Date published: 19 January 2010


ROBERTO MANCINI is convinced Manchester City will be celebrating a place in the Carling Cup final next week if they reach their peak in the two–legged, last–four duel with Manchester United.

Although United go into the most eagerly–awaited derby in years in winning form, while City lost at Everton on Saturday, momentum appears to be with the Blues.

Roque Santa Cruz’s calf injury might have robbed Mancini of a main target man for a month and Patrick Vieira is still sidelined by a similar problem but, in former Red Devil Carlos Tevez, City have a striker on a hot streak.

And with Shaun Wright–Phillips fit and Stephen Ireland on the bench, Mancini is confident his side have all the tools they need.

“We are meeting a big team but if we play well, I think we will go to the final,” he said before tonight’s first leg at Eastlands.

“We have two games and it is important that we play with concentration.”

Mancini has previously spoken of his desire to banish the fact of City’s lack of silverware in recent years — their trophy drought stretches back to the 1976 League Cup final win over Newcastle United. The Italian likes the idea of picking up a cup in his first couple of months as a manager in England.

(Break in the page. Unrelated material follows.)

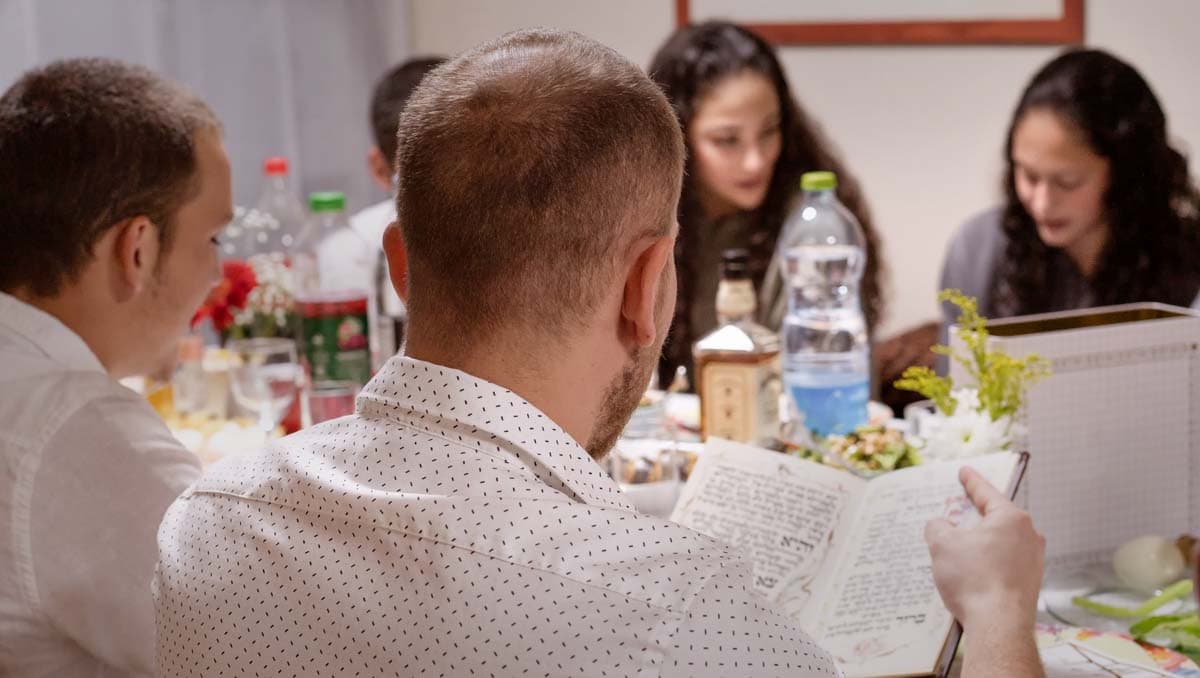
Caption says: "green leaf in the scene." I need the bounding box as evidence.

But he is also a pragmatist: he knows that if City fail to make the Champions League spot demanded by owner Sheikh Mansour, he is likely to be out, whether he has won the Blues a trophy or not.

“I am new in Manchester City, so the trophy is important to me,” he said. “But the same is true for the players and the club because when you start to win trophies, you change your mentality.”

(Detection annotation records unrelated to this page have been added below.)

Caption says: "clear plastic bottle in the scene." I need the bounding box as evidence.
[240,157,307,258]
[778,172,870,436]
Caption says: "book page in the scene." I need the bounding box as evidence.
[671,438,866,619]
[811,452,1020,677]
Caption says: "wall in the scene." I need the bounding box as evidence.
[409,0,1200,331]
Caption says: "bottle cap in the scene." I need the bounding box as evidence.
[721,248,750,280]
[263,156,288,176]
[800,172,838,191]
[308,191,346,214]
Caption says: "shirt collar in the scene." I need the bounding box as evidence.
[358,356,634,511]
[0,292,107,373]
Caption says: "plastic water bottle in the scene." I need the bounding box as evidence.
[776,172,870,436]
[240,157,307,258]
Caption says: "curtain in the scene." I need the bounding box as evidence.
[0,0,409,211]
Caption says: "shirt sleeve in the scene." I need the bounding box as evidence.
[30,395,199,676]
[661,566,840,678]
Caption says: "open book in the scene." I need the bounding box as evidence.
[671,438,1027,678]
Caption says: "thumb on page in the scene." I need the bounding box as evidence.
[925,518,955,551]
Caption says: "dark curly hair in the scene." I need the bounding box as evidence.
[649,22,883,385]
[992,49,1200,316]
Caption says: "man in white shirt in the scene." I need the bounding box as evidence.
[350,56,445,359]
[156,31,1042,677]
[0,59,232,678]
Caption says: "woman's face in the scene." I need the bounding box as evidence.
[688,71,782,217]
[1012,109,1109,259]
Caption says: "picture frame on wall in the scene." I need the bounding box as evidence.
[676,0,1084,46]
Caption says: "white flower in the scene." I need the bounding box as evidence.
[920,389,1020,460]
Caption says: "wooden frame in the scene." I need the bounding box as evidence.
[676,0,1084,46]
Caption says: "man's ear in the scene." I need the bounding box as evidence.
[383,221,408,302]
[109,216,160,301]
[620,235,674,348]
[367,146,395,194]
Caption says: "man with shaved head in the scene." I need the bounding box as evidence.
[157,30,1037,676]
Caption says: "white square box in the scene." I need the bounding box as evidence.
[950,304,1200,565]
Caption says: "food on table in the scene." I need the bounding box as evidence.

Neville: United have nothing to prove

GARY NEVILLE insists Manchester United have nothing to prove at Eastlands tonight.

United make the short journey across town for the Carling Cup semi–final first–leg knowing neighbours City are intent on knocking them off their perch, just as Sir Alex Ferguson did to Liverpool when he came south from Scotland in 1986.

Victory alone would not achieve that. But it would be a significant statement of intent at a time when United’s £500million bond issue has laid bare all kinds of doomsday scenarios and brought the more militant members of their support back to the fore once more.

“I don’t see the game as an opportunity to reassert our dominance over City,” he said.

“We are quite comfortable with where we are. We are second in the league, we’re in the Carling Cup semi–final and we’re in the second phase of the Champions League.”